Al comenzar tu camino hacia la Iglesia de la Compañía de Jesús, pasearás por la Avenida El Sol, donde el ruido del tráfico se mezcla con las risas ocasionales de los artistas callejeros. El terreno cambia ligeramente mientras navegas por la suave inclinación, con adoquines bajo tus pies. Al girar en la Calle de la Unión, la atmósfera se transforma; estás rodeado de arquitectura colonial, y los sonidos se convierten en una mezcla de pasos y el tintineo de vasos de cafés cercanos. Puedes oler la dulzura de los productos horneados que provienen de una panadería, tentándote a tomarte un momento para disfrutar.
Ten cuidado con tus pasos - algunas secciones de las calles adoquinadas son irregulares, y es fácil tropezar si no tienes cuidado. La zona puede sentirse abarrotada, especialmente por la tarde, así que mantén un ojo en tus pertenencias para evitar carteristas. La mayoría de las tiendas y atracciones tienen horarios de apertura establecidos, así que planifica en consecuencia si quieres entrar a echar un vistazo rápido.
Asegúrate de llevar zapatos cómodos ya que caminarás sobre adoquines, y trae una botella de agua para mantenerte hidratado. Dependiendo de la temporada, es recomendable tener una chaqueta ligera o un paraguas a mano; el clima de Cusco puede cambiar inesperadamente. Si caminas por la mañana temprano, el aire es fresco, mientras que más tarde en el día, el sol puede ser bastante fuerte.

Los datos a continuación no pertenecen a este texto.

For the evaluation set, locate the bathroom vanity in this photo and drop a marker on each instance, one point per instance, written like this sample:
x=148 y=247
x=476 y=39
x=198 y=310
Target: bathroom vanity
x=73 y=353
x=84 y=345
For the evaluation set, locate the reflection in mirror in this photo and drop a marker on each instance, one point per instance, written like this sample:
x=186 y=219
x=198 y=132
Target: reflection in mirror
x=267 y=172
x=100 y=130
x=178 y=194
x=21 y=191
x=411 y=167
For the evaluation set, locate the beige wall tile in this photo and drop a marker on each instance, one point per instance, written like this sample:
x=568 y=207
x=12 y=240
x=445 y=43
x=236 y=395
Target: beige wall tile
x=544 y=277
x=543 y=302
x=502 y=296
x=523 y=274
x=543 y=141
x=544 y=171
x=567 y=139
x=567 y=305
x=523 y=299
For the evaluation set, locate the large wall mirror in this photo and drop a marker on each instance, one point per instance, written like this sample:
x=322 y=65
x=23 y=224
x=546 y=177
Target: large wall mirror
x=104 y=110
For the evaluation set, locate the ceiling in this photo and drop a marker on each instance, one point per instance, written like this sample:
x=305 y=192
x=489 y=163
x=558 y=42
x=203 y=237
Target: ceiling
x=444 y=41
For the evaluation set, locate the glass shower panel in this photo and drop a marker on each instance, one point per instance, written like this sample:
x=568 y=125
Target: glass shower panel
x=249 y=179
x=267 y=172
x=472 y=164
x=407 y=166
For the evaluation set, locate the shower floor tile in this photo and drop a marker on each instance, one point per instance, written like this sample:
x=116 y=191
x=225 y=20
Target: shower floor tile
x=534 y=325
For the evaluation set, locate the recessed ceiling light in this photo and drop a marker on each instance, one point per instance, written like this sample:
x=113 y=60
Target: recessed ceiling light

El mejor momento de este paseo llega justo antes del atardecer, cuando la luz dorada proyecta un cálido resplandor sobre la Iglesia de la Compañía de Jesús. Los intrincados detalles de su fachada se iluminan, y el cielo se transforma en un lienzo de suaves naranjas y rosas. Sentirás una sensación de paz mientras lo absorbes todo, el aire lleno de los suaves sonidos de las oraciones vespertinas resonando por las calles.